There is also some controversy about TRON founder Justin Sun using 200M TRX of his own funds to sway the vote, along with another unknown whale who used 990M TRX to vote For the proposal, including some unconfirmed allegations that the unknown whale is actually Justin himself. Our analysis of this address did not find anything directly linking Justin Sun to this unknown wallet, and we have reached out to Justin and the TRON DAO for comment. These two whales were able to sway the vote in their favor, which only had 3 days to be voted on, while many users had their funds locked up for 14 days to earn staking rewards.
Proponents, on the other hand, argue that lower rental prices are beneficial for users and developers, which in turn could lead to greater activity and innovation on the TRON network. They also contend that the reduced SR rewards and less free energy from staking will increase the net TRX fee burn rate, effectively decreasing the circulating supply of TRX and potentially driving up its value.

In terms of the implications for the TRON DAO Reserve (TDR), this proposal is largely positive. It is expected to increase revenue and enhance the stability of USDD, which serves to benefit the TRON network, expand its ecosystem, and improve its liquidity while removing TRX and other cryptocurrencies from the circulating supply. The TDR, with its significant holdings of TRX, can use the earnings from this initiative to explore more strategies that further the development and diversity of the USDD ecosystem.

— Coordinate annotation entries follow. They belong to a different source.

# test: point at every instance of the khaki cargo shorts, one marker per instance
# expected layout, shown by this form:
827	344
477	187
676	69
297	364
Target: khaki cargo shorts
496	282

The potential destabilization of USDD and the return of the 10% of TRX’s supply that has been burnt to back it to circulation, however, would present a significant downside. Such a scenario could lead to a sudden increase in the circulating supply of TRX, potentially affecting its price stability. Moreover, the destabilization of USDD, a prominent stablecoin in the TRON ecosystem, could undermine user confidence and the stability of the broader TRON network.
In conclusion, this proposal’s passing marks a significant turning point in the governance and development of the TRON and USDD ecosystems. Although it presents potential challenges and trade-offs, it also opens up new opportunities for growth, innovation, and enhanced network participation. As always, the ultimate success of this initiative will largely depend on its implementation and the community’s ongoing engagement and support.